Her advice is to treat AI as a living product, not a one-off rollout. “Successful teams set very tight success criteria at the experiment stage, then revalidate those goals before scaling,” she says, defining ownership, retraining cadence, and evaluation loops early on to keep the system relevant as it expands.
That kind of long-term discipline depends on infrastructure for measurement itself. StarApple AI’s Dunkley warns that “most companies aren’t even thinking about the cost of doing the actual measuring.” Sustaining ROI, he says, “requires people and systems to track outputs and how those outputs affect business performance. Without that layer, businesses are managing impressions, not measurable impact.”
The soft side of ROI: Culture, adoption, and belief
Even the best metrics fall apart without buy-in. Once you’ve built the spreadsheets and have the dashboards up and running, the long-term success of AI depends on the extent to which people adopt it, trust it, and see its value.
Michael Domanic, head of AI at UserTesting, draws a distinction between “hard” and “squishy” ROI.
“Hard ROI is what most executives are familiar with,” he says. “It refers to measurable business outcomes that can be directly traced back to specific AI deployments.” Those might be improvements in conversion rates, revenue growth, customer retention, or faster feature delivery. “These are tangible business results that can and should be measured with rigor.”
But squishy ROI, Domanic says, is about the human side — the cultural and behavioral shifts that make lasting impact possible. “It reflects the cultural and behavioral shift that happens when employees begin experimenting, discovering new efficiencies, and developing an intuition for how AI can transform their work.” Those outcomes are harder to quantify but, he adds, “they are essential for companies to maintain a competitive edge.” As AI becomes foundational infrastructure, “the boundary between the two will blur. The squishy becomes measurable and the measurable becomes transformative.”
Promevo’s Pettit argues that self-reported KPIs that could be seen as falling into the “squishy” category — things like employee sentiment and usage rates — can be powerful leading indicators. “In the initial stages of an AI rollout, self-reported data is one of the most important leading indicators of success,” he says.
When 73% of employees say a new tool improves their productivity, as they did at one client company he worked with, that perception helps drive adoption, even if that productivity boost hasn’t been objectively measured. “Word of mouth based on perception creates a virtuous cycle of adoption,” he says. “Effectiveness of any tool grows over time, mainly by people sharing their successes and others following suit.”

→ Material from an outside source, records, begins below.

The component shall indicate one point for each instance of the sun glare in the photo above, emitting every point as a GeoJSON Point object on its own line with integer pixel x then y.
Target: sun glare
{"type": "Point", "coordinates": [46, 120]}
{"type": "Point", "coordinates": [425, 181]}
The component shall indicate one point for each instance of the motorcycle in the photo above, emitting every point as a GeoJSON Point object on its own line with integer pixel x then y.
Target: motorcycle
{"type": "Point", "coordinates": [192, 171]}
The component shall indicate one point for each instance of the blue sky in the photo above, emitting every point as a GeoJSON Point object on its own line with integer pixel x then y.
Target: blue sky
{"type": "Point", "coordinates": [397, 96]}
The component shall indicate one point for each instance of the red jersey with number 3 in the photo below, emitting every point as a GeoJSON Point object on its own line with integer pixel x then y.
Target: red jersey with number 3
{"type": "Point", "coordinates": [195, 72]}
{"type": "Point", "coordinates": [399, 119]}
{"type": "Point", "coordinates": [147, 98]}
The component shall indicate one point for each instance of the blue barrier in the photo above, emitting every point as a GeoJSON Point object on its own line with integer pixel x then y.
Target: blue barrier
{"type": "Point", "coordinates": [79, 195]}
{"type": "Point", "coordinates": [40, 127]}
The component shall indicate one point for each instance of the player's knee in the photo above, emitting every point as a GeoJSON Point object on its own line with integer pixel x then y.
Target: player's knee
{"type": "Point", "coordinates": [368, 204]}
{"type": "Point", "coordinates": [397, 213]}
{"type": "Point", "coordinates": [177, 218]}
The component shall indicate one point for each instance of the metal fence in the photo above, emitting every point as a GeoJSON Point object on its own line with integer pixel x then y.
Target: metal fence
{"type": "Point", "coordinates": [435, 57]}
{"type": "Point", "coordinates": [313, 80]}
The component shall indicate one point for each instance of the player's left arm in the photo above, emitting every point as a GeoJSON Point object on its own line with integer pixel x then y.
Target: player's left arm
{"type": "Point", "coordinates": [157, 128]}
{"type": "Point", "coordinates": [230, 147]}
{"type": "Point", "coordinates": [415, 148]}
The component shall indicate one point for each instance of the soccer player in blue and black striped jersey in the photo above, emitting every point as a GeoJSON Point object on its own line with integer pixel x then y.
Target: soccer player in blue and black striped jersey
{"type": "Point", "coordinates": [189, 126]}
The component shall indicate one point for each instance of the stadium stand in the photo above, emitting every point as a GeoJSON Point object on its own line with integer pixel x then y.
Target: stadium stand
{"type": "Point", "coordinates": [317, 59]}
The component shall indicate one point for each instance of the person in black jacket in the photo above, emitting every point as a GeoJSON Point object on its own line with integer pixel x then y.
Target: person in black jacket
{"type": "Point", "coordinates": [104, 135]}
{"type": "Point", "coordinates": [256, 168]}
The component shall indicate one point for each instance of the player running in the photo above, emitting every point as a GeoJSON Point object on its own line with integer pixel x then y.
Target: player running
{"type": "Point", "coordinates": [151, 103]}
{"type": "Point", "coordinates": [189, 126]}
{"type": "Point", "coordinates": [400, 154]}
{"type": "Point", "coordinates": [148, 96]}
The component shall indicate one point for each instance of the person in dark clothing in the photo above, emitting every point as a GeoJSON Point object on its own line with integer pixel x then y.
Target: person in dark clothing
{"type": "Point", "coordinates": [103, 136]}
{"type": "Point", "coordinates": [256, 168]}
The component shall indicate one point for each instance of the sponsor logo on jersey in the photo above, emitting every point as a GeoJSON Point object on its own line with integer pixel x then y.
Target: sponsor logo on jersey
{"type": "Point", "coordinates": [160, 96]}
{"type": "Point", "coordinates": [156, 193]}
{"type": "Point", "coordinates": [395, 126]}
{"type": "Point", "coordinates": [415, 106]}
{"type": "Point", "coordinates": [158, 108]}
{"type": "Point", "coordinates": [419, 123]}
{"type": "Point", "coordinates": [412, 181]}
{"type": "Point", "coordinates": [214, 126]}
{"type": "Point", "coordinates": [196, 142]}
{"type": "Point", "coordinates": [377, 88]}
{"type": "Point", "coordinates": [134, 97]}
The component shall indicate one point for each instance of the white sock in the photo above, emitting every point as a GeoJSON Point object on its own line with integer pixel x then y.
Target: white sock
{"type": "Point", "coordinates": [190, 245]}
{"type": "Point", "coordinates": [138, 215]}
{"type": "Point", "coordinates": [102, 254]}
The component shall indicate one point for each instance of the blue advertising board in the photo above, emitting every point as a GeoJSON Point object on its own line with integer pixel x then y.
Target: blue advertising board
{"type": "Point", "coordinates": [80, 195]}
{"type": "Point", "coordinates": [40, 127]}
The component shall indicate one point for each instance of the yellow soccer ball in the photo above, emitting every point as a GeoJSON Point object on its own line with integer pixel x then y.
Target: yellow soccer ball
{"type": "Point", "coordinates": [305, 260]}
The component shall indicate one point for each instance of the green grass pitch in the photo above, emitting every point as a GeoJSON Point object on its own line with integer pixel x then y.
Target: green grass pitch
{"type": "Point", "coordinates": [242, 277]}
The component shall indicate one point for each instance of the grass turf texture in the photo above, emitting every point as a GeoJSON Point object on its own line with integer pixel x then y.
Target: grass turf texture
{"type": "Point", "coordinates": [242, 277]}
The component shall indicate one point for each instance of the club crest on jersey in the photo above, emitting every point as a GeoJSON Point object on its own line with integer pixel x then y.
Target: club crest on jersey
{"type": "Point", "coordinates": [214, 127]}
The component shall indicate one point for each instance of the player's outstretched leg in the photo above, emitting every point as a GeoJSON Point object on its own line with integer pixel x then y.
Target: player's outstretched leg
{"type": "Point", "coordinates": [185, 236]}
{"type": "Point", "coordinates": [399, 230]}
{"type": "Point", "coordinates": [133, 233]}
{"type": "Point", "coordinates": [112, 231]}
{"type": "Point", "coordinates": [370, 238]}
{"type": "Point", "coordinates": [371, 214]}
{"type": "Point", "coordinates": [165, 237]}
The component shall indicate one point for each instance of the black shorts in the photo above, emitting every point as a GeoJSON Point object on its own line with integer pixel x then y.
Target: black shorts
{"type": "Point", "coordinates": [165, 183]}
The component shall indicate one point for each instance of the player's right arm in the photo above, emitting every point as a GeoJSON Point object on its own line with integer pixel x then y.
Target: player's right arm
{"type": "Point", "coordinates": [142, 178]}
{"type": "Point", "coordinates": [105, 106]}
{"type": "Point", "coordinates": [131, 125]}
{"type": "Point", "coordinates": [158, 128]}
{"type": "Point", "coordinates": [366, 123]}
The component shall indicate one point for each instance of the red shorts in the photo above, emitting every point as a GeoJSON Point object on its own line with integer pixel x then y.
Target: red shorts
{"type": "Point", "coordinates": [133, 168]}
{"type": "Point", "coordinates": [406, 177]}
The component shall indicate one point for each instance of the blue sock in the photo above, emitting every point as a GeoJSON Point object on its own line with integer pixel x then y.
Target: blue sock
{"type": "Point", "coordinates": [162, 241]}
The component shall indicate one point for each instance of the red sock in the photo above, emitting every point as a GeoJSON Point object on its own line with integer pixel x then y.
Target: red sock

Still, belief doesn’t come automatically. StarApple AI and Section 9’s Dunkley warn that employees often fear AI will erase their credit for success. At one of the companies where Section 9 has been conducting a long-term study, “staff were hesitant to have their work partially attributed to AI; they felt they were being undermined.”
Overcoming that resistance, he says, requires champions who “put in the work to get them comfortable and excited for the AI benefits.” Measuring ROI, in other words, isn’t just about proving that AI works — it’s about proving that people and AI can win together.